Global, $130 million food waste initiative launched
Story Date: 1/25/2016

 

Source: Tom Johnston, MEATINGPLACE, 1/22/16


Movers and shakers at the World Economic Forum annual meeting in Davos, Switzerland, announced the launch of a $130 million, seven-year initiative targeting food waste in developed and developing countries.


The Rockefeller Foundation’s Yield Wise Initiative will focus primarily on food crop loss in developing countries, as well as food waste at the consumer and retail level in developed countries.


Judith Rodin, president of the Rockefeller Foundation, called the global food waste problem a “trillion-dollar crisis … quietly brewing without the same level of anguish that we often place on other important issues that we discuss at Davos every year.”


Rodin noted that one-third of food that farmers produce is tossed in garbage cans or rots where they were just grown. “All of the food lost between the farm and table could feed the 1.2 billion hungry or malnourished in the world in the next two months,” she said.


The loss translates into an ecological impact — a quarter of fresh water and a fifth of all farm land is wasted on unconsumed food. “Put another way, a staggering 66 trillion gallons of water is wasted every year on food that is never eaten,” or more than is consumed by the entire Chinese energy sector, Rodin said.


Then there’s the impact it has on business profit. Every year food loss and waste cost the global economy more than combined 2015 profits of all Fortune 500 companies. “An all-inclusive problem like this calls for all-inclusive solutions,” Rodin said.

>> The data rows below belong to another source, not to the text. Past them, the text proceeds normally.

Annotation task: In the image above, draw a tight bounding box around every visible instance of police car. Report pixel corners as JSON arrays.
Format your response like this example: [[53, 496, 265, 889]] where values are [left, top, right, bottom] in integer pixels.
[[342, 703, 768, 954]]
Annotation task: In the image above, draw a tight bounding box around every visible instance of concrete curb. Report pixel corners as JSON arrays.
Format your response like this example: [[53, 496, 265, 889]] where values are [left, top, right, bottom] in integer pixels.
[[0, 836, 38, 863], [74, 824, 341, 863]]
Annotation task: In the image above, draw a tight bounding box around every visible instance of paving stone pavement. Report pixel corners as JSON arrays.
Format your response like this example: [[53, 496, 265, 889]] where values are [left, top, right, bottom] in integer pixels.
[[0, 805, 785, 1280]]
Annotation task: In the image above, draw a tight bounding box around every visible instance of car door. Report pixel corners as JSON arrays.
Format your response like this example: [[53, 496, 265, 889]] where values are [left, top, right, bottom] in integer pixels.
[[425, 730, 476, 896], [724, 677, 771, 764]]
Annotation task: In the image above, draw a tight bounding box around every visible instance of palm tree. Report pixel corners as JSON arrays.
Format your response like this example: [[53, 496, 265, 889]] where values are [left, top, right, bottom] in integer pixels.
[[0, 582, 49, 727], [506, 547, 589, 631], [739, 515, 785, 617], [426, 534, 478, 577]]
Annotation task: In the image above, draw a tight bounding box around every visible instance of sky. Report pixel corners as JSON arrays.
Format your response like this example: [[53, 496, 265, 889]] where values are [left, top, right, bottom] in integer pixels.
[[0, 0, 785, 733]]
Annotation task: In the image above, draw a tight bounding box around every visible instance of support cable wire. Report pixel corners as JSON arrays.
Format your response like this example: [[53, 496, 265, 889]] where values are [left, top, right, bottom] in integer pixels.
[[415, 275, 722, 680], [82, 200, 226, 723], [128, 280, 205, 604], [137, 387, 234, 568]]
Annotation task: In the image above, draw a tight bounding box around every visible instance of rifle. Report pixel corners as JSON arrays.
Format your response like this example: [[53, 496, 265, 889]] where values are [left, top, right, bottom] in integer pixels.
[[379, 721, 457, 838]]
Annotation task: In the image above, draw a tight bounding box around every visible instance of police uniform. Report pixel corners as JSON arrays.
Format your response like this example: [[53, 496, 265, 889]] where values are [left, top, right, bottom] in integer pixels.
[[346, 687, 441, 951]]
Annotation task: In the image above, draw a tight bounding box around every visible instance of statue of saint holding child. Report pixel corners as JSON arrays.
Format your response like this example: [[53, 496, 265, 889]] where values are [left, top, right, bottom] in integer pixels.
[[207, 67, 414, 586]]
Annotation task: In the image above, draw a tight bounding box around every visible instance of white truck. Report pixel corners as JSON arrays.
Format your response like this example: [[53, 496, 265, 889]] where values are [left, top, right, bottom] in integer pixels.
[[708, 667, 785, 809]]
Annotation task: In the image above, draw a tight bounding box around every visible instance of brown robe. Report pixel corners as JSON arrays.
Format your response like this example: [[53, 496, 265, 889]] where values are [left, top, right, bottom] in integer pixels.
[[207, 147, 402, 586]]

Rockefeller is connecting the private and public sectors and nonprofit groups in the food industry with a goal of slashing food waste in half in the next seven years. The vision includes expanding access to technology and connecting global corporations and small famers to “change fundamentally the way food is produced and distributed,” Rodin said at a press conference announcing Yield Wise.


Yield Wise, she said, is the first food-waste effort to the span entire global food supply chain. The initiative will begin in sub-Sahara Africa, where, she noted, that up to half of some crops are lost to inefficient harvesting, storage and processing.